Em seguida (1981), escrevi o Ensaio da paixão, agora
retomando, já à distância, os meus anos de
formação no teatro e na vida. Meu universo literário
se amplia para uma outra dimensão; não mais um ou
dois personagens vivendo uma situação, mas dezenas
de personagens fantásticos, transitando da realidade para
a fantasia, naquela ilha louca tentando implantar um sonho. Ao
mesmo tempo, todo o universo militar dos anos 70, o contraponto
sombrio, está presente. É um livro cheio de influências
- desde o próprio projeto teatral do Rio Apa, nascido na
comunidade dos anos 60, e que ele recriou durante vários
anos naquelas Paixões das Dunas, fazendo do teatro mais
um acontecimento que uma peça fechada -, até a retomada
do imaginário libertário da minha geração,
da revolução armada que cantava Chico Buarque e
Geraldo Vandré, aos hippies da paz e do amor que ouviam
Jimi Hendrix e Janis Joplin. Também tem, como toque da
época, o "realismo fantástico" que marcou
a literatura latino-americana dos anos 70. Mas o olhar do livro
já é o olhar da distância, que, final, é
o olhar do escritor. O Ensaio da paixão é um romance
que, aos trancos e barrancos, digamos assim, marcou minha passagem
para a minha literatura mais madura.
Depois, em 1982, escrevi Trapo. Agora eu descobria o mundo
urbano, o universo de marca realista que tomaria conta dos meus
textos. O choque de gerações aqui tem uma outra
medida, mais especificamente literária. O personagem Trapo
é um publicitário - talvez a profissão mais
"integrada" do nosso mundo - mas é pela linguagem,
e pela atitude (Trapo é um suicida), que ele marca a sua
geração. E o professor Manuel, o seu contraponto
no livro, e aquele que conta a história, é um homem
à antiga, conservador na arte e na vida. Talvez eu estivesse
representando a minha própria crise, entre o impulso iconoclasta
que de algum modo é a chave de toda obra de arte, e o impulso
conservador que, afinal, mantém a vida em pé. É
nesse território tenso que o romance se sustenta - pelo
menos é assim que vejo (lembrando, é claro, que
o autor é sempre péssimo comentarista de seus próprios
livros!). Mas é preciso lembrar também que, até
então, eu era um escritor puramente mental, cheio de textos
na gaveta. Meus livros iniciais não tiveram repercussão
nenhuma; o Ensaio da paixão só foi publicado em
1985, numa edição também sem alcance; e Trapo,
depois de mais de 20 recusas de editoras, só seria editado
em 1988 pela Brasiliense, quando então eu fui "lançado"
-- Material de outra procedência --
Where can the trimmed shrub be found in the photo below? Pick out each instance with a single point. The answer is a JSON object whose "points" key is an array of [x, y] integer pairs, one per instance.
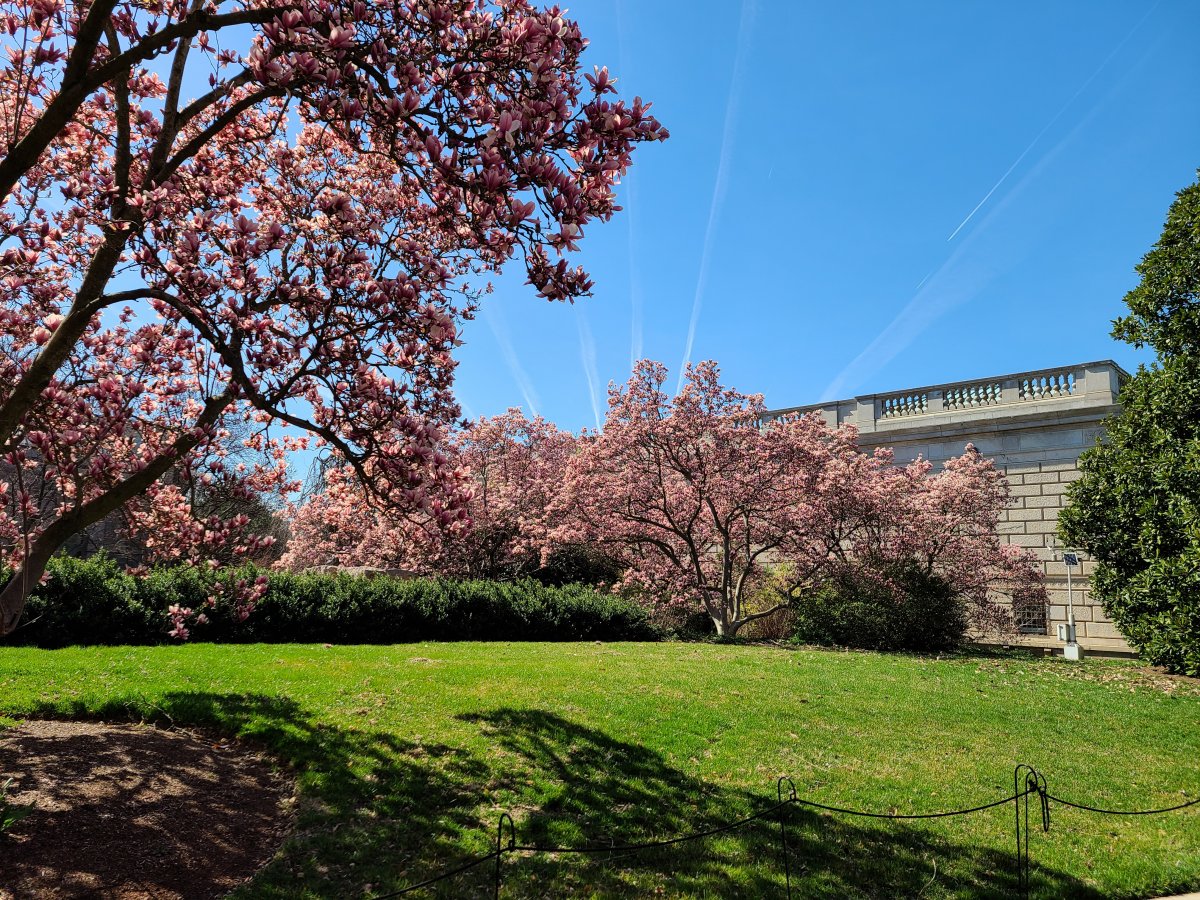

no cenário brasileiro, digamos assim. Só então
eu começava a sentir um pouco mais a outra ponta da literatura
- essa dádiva rara que são os leitores.
O ambiente familiar, nos seus primeiros anos de vida, foi
propício ao surgimento do amor pela escrita? E, retomando
a juventude, que autores exerceram fascínio sobre você?
Eu tive a sorte de nascer numa casa em que havia livros. Esse
simples fato - livros nas prateleiras, na mão das pessoas,
sobre a mesinha de cabeceira, abertos com a lombada para cima
quando a leitura se interrompe por alguns minutos - já
faz uma bela diferença na formação de alguém.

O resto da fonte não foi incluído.